Authors: Penny McCall
Almost before she finished, the pilot started his descent into a park not far from the Fairmont—still within Boston city limits.
Vivi was clearly puzzled.
“Mother likes to arrive at these events in a manner befitting her station,” Alex explained.
Cassandra waved that off with a perfectly manicured hand and a supercilious expression. “I simply prefer not to wait in traffic.”
The helicopter set down. Alex climbed out and the driver of a waiting limo helped Cassandra to the ground. Vivi tried to slip out immediately after the other two women. Daniel took her by the arm and pulled her back in, holding on while the limo driver shut the door.
“Sorry you gave that cop his gun back?” Daniel asked, seeing the look in her eyes.
“I’ve done what I wanted to do. I’ll go and—”
“Get arrested.”
The pilot broke in over the headphones, asking where they wanted to go. “The FBI building in D.C.,” Daniel said. “Call Mike Kovaleski, tell him Daniel Pierce is on the way in. He’ll okay it.”
A flare of panic crossed Vivi’s face before she hid it.
Daniel almost felt sorry for her. Almost. “It’s either the Boston P.D. or the feds.”
“Or you could let me go, seeing as I saved your life.”
“You pulled a gun on a U.S. attorney, not to mention the Boston cop and the wife of a very influential man. The locals aren’t going to care that there were two hit men after me. The feds are your get-out-of-jail-free card.”

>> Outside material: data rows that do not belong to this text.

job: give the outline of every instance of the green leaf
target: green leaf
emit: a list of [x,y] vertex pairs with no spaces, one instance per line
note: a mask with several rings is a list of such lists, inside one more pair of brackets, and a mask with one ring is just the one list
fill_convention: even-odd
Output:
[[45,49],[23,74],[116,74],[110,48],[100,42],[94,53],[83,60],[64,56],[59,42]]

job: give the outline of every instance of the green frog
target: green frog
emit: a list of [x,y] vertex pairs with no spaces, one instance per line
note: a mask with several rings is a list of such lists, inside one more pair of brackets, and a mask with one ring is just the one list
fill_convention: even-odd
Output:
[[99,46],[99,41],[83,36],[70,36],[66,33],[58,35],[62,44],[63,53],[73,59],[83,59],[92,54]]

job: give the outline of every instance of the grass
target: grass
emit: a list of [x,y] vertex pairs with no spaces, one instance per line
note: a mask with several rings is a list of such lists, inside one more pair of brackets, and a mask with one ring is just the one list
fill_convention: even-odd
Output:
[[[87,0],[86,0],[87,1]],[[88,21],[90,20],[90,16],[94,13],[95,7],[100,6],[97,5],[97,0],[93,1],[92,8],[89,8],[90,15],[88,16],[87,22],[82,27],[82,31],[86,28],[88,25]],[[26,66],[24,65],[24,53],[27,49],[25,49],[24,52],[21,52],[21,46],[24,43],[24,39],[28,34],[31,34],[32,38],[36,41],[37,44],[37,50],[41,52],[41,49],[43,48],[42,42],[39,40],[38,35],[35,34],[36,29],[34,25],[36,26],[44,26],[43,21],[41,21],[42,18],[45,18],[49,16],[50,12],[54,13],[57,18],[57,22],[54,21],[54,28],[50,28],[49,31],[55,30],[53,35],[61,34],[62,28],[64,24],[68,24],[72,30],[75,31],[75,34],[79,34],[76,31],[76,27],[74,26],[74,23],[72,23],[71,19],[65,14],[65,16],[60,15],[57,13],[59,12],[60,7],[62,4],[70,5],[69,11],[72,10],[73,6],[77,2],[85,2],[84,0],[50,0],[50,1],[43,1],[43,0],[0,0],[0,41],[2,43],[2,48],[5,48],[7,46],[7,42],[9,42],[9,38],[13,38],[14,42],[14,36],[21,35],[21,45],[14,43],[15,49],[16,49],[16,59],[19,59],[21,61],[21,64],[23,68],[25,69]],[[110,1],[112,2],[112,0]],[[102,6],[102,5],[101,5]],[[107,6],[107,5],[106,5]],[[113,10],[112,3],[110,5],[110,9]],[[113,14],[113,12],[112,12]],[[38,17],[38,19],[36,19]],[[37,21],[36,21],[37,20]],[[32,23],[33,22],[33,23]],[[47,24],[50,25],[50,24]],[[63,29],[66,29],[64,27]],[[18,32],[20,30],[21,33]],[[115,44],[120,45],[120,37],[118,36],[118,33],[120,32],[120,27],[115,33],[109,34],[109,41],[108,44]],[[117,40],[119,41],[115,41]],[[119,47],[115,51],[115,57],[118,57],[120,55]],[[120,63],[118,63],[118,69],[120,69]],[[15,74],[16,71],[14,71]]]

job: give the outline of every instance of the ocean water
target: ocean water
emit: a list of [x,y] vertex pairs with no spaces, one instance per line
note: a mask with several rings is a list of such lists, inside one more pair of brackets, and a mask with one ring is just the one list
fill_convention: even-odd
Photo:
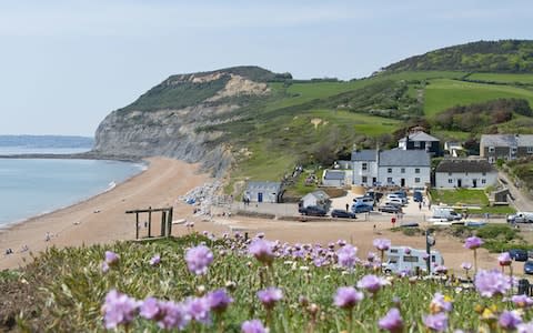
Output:
[[[31,152],[81,151],[32,149]],[[10,153],[26,151],[12,148]],[[104,192],[143,169],[141,163],[102,160],[0,159],[0,229]]]

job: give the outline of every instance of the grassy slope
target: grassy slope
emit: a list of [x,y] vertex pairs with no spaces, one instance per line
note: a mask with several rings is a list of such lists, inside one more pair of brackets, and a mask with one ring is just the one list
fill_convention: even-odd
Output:
[[461,104],[499,98],[525,99],[533,105],[533,91],[510,85],[483,84],[449,79],[432,80],[425,88],[424,112],[433,117],[440,111]]

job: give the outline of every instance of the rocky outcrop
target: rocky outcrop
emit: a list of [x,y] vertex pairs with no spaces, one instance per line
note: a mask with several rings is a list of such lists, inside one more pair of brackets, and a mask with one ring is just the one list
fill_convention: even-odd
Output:
[[[222,120],[221,115],[243,107],[250,97],[270,93],[266,83],[253,81],[241,72],[229,69],[169,78],[131,105],[111,112],[98,127],[93,152],[171,157],[201,162],[213,174],[222,174],[232,159],[229,145],[217,140],[223,133],[199,129],[231,121]],[[197,95],[199,100],[191,100]],[[172,108],[172,103],[179,108]]]

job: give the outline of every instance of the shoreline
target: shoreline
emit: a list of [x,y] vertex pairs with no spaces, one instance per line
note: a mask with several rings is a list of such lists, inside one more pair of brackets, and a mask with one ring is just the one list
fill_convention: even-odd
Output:
[[[191,214],[191,206],[179,201],[189,190],[210,179],[200,164],[168,158],[148,158],[149,168],[78,203],[0,231],[0,270],[14,269],[50,246],[79,246],[134,239],[134,222],[125,211],[148,206],[174,206],[175,218]],[[47,241],[49,239],[49,241]],[[29,250],[23,249],[28,246]],[[4,254],[12,249],[13,254]]]
[[[3,159],[3,157],[0,157],[0,159]],[[28,158],[28,159],[33,159],[33,158]],[[43,160],[46,160],[47,158],[41,158]],[[9,232],[10,229],[12,228],[16,228],[17,225],[20,225],[22,223],[27,223],[27,222],[31,222],[33,220],[37,220],[37,219],[43,219],[43,218],[47,218],[48,215],[50,214],[54,214],[59,211],[62,211],[62,210],[67,210],[67,209],[70,209],[70,208],[73,208],[76,205],[79,205],[79,204],[82,204],[82,203],[86,203],[92,199],[95,199],[97,196],[100,196],[102,194],[105,194],[112,190],[114,190],[117,186],[125,183],[125,182],[129,182],[130,180],[133,180],[135,176],[142,174],[143,172],[145,172],[148,170],[148,168],[150,168],[150,161],[148,159],[145,160],[140,160],[140,161],[137,161],[137,162],[133,162],[133,161],[119,161],[119,160],[108,160],[108,161],[118,161],[118,162],[131,162],[131,163],[139,163],[139,164],[142,164],[141,169],[139,172],[135,172],[134,174],[128,176],[127,179],[124,179],[123,181],[121,181],[120,183],[117,183],[113,188],[108,188],[101,192],[98,192],[97,194],[94,195],[90,195],[90,196],[86,196],[86,198],[82,198],[76,202],[72,202],[72,203],[69,203],[69,204],[66,204],[66,205],[62,205],[62,206],[59,206],[59,208],[56,208],[56,209],[52,209],[50,211],[44,211],[44,212],[41,212],[41,213],[38,213],[38,214],[34,214],[34,215],[31,215],[31,216],[28,216],[28,218],[22,218],[20,220],[16,220],[16,221],[12,221],[12,222],[7,222],[7,223],[3,223],[3,224],[0,224],[0,235],[2,233],[6,233],[6,232]],[[2,250],[2,249],[0,249]]]

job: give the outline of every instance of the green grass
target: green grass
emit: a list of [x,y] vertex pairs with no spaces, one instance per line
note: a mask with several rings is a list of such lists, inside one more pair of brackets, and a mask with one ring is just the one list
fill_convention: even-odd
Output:
[[533,91],[496,84],[482,84],[456,80],[432,80],[425,88],[424,113],[434,117],[455,105],[466,105],[499,98],[525,99],[533,105]]
[[533,84],[533,74],[513,74],[513,73],[473,73],[467,80],[499,82],[499,83],[522,83]]

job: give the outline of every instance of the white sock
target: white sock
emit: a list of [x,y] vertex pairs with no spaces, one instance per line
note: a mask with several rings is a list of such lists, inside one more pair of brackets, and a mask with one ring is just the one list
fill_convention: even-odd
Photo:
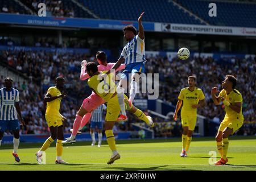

“Why would you want to help me?”
Daniel sat back and looked out the window. “I’m asking myself that same question.”
“VIVIENNE FOSTER, AKA VIVIENNE TOTCHKA, AKA Madame Totchka. Oh, sorry, that’s the grandmother’s alias. Not that it makes a difference.” Mike Kovaleski pushed back from the computer, not his favorite tool no matter how much data it spit out, or how fast. He missed the days when information didn’t travel at the speed of light, the bad guys didn’t commit crimes without ever leaving their newly— and loosely—democratic countries, and the geeks weren’t running the world. “No known groups or affiliations.”
“How about cults?”
“None of those either,” Mike said. “But I don’t trust her.”
“Of course not,” Daniel said, “she’s Russian.”
“They’re just lulling us into a false sense of security,” Mike maintained. “Soon as we let down our guard,
bam
.”
“Back to communism?”
“I’m just saying.”
“Right, not letting my guard down.”
“Wise-ass. That’s what happens when you go to law school instead of sticking it out here.”
“Not exactly my choice,” Daniel reminded him.
“Yeah, dumb fucks upstairs with their medical reports and insurance advisors. Probably don’t have a dick between them, and if they did they couldn’t find it with a flashlight and a book on anatomy.”
Daniel grinned, flipping the chair in front of Mike’s desk to one side so he could get off his bad leg and keep Vivi in sight while Mike kept muttering things like “putting people out to pasture,” and “pencil-neck college boys with manuals for brains.”
They were in Mike’s glass-fronted office, in the FBI building, surrounded by agents and researchers and the people who cleaned the floors, which was mostly who was there at that time of night. But still, it was a pretty safe place to be when somebody was trying to kill you. If you hadn’t brought one of the lunatics along.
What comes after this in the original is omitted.